What about when Jacob lied to his father to steal the family blessing? I remember reading that in one of my "daily quiet times" and thinking, wait a minute, Jacob did a very bad thing here! And I was totally confused because I had heard this story many times before- of course they include it in the little-kid bibles because that whole thing about Jacob putting goat skin on his arms and Esau being super-hairy makes for good illustrations. Like... what exactly was the neat and tidy morality lesson that was being presented in Sunday school alongside the drawing of hairy Esau?
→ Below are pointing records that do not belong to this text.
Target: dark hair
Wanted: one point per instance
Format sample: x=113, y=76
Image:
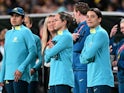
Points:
x=97, y=12
x=66, y=17
x=81, y=7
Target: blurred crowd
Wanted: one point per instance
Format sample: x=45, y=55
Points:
x=52, y=6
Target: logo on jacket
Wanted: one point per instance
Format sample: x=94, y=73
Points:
x=15, y=39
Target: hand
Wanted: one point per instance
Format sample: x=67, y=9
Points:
x=113, y=30
x=75, y=36
x=32, y=71
x=18, y=75
x=1, y=84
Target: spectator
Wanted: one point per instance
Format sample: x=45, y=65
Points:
x=20, y=50
x=48, y=34
x=97, y=55
x=36, y=63
x=79, y=36
x=60, y=56
x=118, y=51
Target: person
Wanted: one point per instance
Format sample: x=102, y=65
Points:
x=3, y=30
x=59, y=54
x=79, y=36
x=47, y=35
x=34, y=66
x=97, y=55
x=118, y=51
x=19, y=51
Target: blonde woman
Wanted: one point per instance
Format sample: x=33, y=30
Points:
x=47, y=35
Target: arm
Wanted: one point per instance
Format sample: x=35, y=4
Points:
x=38, y=65
x=2, y=71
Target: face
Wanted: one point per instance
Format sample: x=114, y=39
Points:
x=27, y=22
x=122, y=27
x=59, y=24
x=76, y=15
x=92, y=19
x=16, y=19
x=50, y=24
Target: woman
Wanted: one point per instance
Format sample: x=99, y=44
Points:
x=47, y=35
x=118, y=51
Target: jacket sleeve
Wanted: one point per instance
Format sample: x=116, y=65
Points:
x=2, y=70
x=31, y=48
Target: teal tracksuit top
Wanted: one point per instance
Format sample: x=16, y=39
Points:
x=37, y=64
x=96, y=54
x=19, y=51
x=61, y=72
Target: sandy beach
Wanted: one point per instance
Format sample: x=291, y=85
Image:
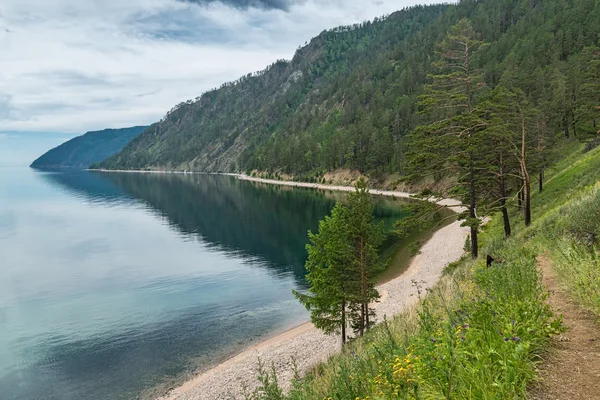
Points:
x=307, y=345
I seriously have no idea. (Maybe "Jacob wasn't perfect, but God still chose him and did great things with him"? Which, I have some problems with that because it completely ignores Jacob's victims.)

I don't remember anyone ever saying what Jacob did was wrong. And I read the story for myself, and ... wow, what Jacob did was WRONG. But I was confused. Jacob was one of the good guys, right?

Here's another example, the most important example in the whole bible: God. God is supposed to be a good guy, right? So when God orders the Israelites to kill entire cities, we have to believe that it was right for God to do that. (And, oh my god, I just used google to find that bible reference there, and searching "god orders israelites to kill everyone" brings up a TON of apologetics articles happy to explain why it was right for God to order genocide. Disgusting.)

In this method of bible interpretation, not only are we required to see God as "a good guy", we are required to believe God is completely good and never does anything evil. So when we read in the bible about something very evil that God did, we have to come up with some way to convince ourselves that it was actually good. Woe to those who call evil good and good evil.

This is what happens when we read the bible expecting to find simple morality lessons and spiritual wisdom we can apply to our lives. That's not what the bible is. The bible is ancient, foreign, and full of WTF. It's not always obvious that "this person did a good thing" or "this person did a bad thing", and us readers are free to explore the passages from all kinds of different angles, making up our own interpretations and writing fan fiction. (Yes, I write bible fan fiction. I love it.)

It's not supposed to be easy to understand. It's not supposed to be about good guys and bad guys and role models for various virtuous traits. The bible is so much more amazing and complex than that.